Summers v. Earth Island Institute, 555 U.S. 488 (2009), was a United States Supreme Court case decided 5–4 in which several environmental organizations, including Earth Island Institute, brought suit against the United States Forest Service (USFS) to enjoin that federal agency from implementing rules that would allow the salvage sale of timber from 238 acres of fire-damaged federally owned land without conducting the notice, comment, and appeal process of the Forest Service Decision-making and Appeals Reform Act.

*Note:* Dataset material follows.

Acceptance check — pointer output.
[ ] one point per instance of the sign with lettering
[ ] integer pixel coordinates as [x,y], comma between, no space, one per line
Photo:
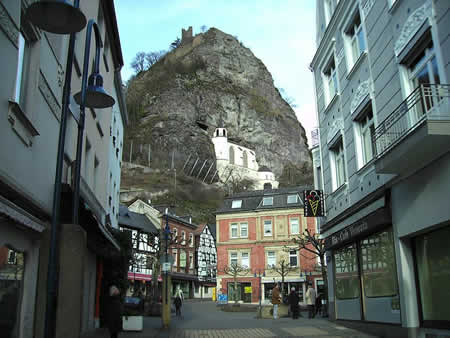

While the environmental organizations were litigating the injunction in the lower courts, the parties reached a settlement regarding the 238 acres in question and the district court accordingly dismissed. The plaintiffs, however, maintained that they still had standing to challenge the constitutionality of the exemption process generally because the process was statistically certain to implicate their rights in the future. The Court decided that this argument failed because, after voluntarily settling the portion of their lawsuit relevant to Burnt Ridge, respondents and their members are no longer under threat of injury from that project. The Court decided against the plaintiffs, holding that the "deprivation of a procedural right without some concrete interest that is affected by the deprivation . . . is insufficient to create Article III standing."